Figure 3.

More rapid degradation of surface NR1/NR2B in cultured striatal MSNs from YAC72 versus wt mice. a, Scheme of biotinylation experiment to analyze receptor degradation. Striatal neurons at 9–10 d.i.v. were incubated with NHS-SS-Biotin for 12 min at 4°C to label surface proteins, washed extensively, and then replaced in their original culture media at 37°C, 5% CO₂. Neurons were then harvested at 0, 12, or 24 h after biotinylation, and total soluble lysate was incubated with NeutrAvidin beads to precipitate biotin-tagged proteins, which were then resolved by SDS-PAGE and subjected to immunoblotting. b, Representative immunoblot showing degradation of biotin-tagged NR1. Biot Eluate, Biotinylation eluate; SPN, supernatant. c, Degradation of surface NR1 occurs via the lysosomal pathway. Surface NR1 levels in 9–10 d.i.v. striatal neurons were assessed at 0 or 12 h after biotinylation, in the presence (+leup) or absence (−leup) of 100 μg/ml leupeptin (lysosomal inhibitor). Blot shown is representative of three independent experiments from different batches of wt or YAC72 MSNs. d, Plot of degradation of biotin-tagged NR1 (left) or NR2B (right) over time.

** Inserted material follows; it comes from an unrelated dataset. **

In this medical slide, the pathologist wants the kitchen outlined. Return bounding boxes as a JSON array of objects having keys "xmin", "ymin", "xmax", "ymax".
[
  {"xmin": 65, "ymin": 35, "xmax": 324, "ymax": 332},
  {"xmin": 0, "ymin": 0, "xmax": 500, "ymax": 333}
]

Values represent mean ± SEM from n = 5–12 (NR1) or 2–3 (NR2B) independent experiments with different batches of cultured neurons. e, Plot of degradation of biotin-tagged NR1 (left) or NR2B (right) with values of the 0 h time point in each genotype normalized to 100%. Values represent means normalized to 100% at 0 h ± SEM. Significantly different compared with wt, **p < 0.01 by unpaired t test.